COPD treatment, which can temporarily improve symptoms and lung function, may include bronchodilators to open the airways, inhalers and steroids, said Han, who is a volunteer spokeswoman for the American Lung Association. In the most severe cases, lung transplants might be needed.
Doctors and advocates say many women are unknowingly living with the disease because they lack of awareness or are reluctant to seek help.
“If they have trouble breathing when they are going up stairs, they may say ‘I’m just a little older or heavier or out of shape,’” said Stephanie Williams, director of community programs for the COPD Foundation, which recently held a webinar about the disease among women. “Women put off treatment longer and they mask their symptoms.”
Inez Shakman, 73, who lives in Ventura, Calif., and sees Dr. Wilgus, said she had problems exhaling for years, and common colds tended to settle in her chest and last longer than expected. She also found it physically straining sometimes to walk in the park. It was only about four months ago that she learned she had COPD. She’d never heard of the disease. Now, with medication, she can walk around the park without stopping or gasping for air, she said.
Medical schools have long taught about COPD with a textbook that features images of two men, and researchers have detected gender bias in doctors’ diagnoses of the disease. In one well-known study, physicians who were presented with hypothetical patients made the correct diagnosis more often for men than for women.

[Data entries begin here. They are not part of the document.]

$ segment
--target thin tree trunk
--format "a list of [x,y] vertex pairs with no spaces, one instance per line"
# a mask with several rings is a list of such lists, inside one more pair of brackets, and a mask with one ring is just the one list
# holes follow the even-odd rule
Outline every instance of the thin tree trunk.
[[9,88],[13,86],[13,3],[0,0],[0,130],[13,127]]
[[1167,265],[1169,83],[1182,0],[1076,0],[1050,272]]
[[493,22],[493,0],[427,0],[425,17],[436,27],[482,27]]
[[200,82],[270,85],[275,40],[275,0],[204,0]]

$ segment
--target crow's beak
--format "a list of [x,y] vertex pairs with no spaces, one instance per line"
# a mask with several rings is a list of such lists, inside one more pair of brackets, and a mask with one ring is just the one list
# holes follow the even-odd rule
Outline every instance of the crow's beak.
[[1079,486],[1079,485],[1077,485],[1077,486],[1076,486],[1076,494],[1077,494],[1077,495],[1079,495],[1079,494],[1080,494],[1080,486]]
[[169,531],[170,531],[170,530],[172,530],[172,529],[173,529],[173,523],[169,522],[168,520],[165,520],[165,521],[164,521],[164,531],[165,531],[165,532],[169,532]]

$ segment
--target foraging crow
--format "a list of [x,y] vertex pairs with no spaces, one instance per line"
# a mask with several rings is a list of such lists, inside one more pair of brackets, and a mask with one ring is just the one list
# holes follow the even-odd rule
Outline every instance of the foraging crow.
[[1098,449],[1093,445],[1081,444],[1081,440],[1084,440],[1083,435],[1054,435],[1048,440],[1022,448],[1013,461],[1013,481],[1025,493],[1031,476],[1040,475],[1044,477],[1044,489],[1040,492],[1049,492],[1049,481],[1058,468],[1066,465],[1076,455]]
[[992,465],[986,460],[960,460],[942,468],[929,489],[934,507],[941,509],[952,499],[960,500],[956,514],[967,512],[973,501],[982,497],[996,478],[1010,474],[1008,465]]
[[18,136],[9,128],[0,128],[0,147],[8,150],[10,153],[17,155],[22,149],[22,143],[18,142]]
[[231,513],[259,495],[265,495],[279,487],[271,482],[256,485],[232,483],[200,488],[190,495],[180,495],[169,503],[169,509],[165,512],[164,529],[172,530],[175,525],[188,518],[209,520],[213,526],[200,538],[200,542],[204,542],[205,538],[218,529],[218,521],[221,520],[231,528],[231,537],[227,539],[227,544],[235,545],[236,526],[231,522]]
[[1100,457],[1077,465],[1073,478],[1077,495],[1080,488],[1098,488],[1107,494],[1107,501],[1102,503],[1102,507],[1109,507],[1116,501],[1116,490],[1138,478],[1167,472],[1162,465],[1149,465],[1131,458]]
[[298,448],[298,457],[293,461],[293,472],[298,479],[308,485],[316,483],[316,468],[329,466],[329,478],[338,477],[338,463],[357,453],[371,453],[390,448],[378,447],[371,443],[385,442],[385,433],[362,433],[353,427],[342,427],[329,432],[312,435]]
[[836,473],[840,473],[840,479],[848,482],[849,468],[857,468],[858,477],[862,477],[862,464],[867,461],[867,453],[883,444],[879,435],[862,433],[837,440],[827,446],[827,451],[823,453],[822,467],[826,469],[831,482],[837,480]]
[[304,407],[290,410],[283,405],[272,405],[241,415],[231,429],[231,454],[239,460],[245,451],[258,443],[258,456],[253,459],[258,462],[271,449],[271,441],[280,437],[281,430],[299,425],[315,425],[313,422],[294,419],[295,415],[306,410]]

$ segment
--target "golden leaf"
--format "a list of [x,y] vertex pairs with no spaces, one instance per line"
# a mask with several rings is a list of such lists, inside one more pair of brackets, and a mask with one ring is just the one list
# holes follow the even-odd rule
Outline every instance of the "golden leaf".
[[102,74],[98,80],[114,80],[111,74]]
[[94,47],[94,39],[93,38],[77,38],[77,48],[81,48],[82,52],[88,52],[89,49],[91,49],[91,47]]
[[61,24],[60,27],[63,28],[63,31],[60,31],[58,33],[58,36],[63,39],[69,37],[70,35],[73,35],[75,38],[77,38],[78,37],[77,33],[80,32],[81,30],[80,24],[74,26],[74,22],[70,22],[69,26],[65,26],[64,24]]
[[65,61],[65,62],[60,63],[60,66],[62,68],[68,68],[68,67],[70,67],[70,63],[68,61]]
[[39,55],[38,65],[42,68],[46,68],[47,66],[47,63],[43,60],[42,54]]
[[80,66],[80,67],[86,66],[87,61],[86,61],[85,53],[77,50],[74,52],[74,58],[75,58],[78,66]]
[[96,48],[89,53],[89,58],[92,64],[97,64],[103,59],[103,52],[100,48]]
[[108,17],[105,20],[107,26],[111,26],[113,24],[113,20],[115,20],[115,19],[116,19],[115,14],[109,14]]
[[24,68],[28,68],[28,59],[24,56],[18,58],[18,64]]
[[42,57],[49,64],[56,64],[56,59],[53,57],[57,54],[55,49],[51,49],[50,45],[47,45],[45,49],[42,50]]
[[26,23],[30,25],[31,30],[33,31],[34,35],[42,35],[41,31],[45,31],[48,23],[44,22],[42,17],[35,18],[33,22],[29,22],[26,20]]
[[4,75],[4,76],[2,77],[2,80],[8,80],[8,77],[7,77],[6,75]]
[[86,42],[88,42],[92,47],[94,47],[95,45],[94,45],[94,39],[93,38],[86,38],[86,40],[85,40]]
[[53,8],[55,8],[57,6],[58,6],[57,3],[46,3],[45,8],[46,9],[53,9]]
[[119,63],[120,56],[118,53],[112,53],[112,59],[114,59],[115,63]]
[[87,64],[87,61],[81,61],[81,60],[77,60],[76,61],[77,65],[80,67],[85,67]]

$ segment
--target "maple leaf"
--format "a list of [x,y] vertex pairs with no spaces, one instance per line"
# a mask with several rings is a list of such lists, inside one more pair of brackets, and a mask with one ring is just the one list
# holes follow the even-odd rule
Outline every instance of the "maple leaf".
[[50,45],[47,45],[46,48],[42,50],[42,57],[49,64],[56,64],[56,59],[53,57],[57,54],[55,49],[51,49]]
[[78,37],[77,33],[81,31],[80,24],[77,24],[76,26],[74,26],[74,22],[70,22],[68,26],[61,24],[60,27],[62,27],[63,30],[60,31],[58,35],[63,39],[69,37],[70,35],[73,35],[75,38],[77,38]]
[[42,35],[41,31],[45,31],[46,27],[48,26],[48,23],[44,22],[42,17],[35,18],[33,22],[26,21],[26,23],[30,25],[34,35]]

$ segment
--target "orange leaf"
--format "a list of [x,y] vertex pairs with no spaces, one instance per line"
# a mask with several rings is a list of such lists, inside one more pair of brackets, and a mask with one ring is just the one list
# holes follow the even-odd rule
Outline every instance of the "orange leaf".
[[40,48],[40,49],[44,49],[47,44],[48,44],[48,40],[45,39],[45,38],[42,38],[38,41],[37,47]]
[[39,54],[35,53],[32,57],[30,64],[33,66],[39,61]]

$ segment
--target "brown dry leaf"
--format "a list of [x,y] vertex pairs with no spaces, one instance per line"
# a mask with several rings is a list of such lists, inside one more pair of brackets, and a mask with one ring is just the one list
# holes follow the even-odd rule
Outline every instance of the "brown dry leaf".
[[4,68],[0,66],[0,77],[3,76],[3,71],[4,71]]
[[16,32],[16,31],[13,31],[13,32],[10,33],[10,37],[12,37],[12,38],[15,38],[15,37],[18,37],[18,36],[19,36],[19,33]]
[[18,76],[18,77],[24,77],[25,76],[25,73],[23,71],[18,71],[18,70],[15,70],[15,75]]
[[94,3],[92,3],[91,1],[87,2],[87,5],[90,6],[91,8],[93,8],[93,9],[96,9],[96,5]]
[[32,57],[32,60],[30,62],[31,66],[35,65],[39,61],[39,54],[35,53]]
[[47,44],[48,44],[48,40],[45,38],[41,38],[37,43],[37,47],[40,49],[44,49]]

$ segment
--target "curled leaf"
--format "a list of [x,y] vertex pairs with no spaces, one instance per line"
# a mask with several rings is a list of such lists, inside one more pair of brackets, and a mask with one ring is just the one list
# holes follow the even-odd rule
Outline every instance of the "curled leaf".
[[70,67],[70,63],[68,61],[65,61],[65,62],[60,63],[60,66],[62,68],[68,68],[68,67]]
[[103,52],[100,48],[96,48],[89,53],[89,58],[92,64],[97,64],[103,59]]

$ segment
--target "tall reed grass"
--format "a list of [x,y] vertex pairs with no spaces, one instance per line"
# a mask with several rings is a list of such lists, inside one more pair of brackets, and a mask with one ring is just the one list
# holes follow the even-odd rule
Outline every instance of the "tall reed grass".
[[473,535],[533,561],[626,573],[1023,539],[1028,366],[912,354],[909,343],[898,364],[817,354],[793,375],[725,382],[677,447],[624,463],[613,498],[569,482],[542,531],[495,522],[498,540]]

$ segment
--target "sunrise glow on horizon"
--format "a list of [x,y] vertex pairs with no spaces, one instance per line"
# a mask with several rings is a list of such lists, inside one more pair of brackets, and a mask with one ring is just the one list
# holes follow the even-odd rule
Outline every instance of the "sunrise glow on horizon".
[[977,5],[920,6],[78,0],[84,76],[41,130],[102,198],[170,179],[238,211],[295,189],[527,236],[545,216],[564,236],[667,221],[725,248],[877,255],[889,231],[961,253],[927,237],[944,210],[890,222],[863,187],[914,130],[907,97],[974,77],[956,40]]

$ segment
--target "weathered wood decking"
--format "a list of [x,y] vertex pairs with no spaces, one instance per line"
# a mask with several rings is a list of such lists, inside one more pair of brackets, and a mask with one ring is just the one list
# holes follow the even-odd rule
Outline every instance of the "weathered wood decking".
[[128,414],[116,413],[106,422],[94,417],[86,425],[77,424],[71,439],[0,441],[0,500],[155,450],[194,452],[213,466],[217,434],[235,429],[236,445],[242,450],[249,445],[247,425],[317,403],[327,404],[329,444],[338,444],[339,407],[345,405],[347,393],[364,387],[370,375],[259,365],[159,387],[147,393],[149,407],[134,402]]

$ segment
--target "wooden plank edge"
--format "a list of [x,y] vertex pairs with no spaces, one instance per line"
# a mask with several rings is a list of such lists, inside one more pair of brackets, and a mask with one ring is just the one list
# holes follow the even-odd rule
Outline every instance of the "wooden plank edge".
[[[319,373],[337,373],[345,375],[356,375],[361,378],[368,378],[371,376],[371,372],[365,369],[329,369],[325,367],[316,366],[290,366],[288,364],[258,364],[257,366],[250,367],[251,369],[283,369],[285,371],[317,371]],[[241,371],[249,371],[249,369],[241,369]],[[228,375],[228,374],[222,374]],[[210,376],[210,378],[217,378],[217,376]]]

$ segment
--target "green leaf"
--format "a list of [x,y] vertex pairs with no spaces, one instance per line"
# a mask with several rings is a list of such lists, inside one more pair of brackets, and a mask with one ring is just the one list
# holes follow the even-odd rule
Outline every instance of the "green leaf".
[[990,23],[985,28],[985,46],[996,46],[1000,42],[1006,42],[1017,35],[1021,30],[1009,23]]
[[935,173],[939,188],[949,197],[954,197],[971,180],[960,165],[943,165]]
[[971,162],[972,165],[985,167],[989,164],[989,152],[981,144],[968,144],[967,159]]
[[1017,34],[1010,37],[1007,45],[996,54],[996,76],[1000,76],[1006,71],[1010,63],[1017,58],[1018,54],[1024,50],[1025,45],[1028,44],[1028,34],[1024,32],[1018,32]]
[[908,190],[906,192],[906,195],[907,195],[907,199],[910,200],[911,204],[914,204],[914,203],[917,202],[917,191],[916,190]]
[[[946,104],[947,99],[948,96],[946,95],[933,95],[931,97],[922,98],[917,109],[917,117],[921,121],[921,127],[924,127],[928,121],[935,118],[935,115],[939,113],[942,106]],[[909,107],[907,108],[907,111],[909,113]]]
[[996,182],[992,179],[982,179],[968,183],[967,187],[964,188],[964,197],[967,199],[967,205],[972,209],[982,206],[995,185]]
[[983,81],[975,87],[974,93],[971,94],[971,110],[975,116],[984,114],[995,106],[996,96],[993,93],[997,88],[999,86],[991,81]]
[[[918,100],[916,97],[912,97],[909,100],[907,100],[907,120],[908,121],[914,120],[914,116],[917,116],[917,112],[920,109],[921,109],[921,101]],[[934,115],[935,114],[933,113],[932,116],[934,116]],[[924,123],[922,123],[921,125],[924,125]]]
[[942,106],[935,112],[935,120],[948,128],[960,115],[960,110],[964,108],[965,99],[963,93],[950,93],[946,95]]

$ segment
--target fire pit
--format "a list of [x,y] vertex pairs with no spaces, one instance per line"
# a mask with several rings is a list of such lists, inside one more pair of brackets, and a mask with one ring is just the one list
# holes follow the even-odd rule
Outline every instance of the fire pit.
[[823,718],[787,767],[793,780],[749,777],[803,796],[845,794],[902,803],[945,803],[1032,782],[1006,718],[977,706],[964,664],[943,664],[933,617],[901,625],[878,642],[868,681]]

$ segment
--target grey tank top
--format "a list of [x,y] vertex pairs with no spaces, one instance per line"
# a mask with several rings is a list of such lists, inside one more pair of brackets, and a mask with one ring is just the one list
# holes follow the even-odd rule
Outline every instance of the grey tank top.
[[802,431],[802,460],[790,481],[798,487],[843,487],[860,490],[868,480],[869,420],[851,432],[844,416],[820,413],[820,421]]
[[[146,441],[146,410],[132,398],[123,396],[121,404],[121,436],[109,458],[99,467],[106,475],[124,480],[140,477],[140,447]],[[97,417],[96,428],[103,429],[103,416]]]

Caroline Gainer, a 74-year-old retired teacher who lives in Daniels, a rural town in West Virginia, told her doctor more than once about her symptoms, which included coughing every morning and regularly feeling short of breath. “He thought I had asthma,” she said. “I don’t think I ever got the message across about how bad it was.”
Finally, Gainer was diagnosed with COPD, and now she needs oxygen to get around. She gave up her 50-year smoking habit with the help of a nicotine patch, takes her medications and exercises regularly. “I do everything I am supposed to do,” Gainer said. “I can maybe not halt the progress but I can slow it down.”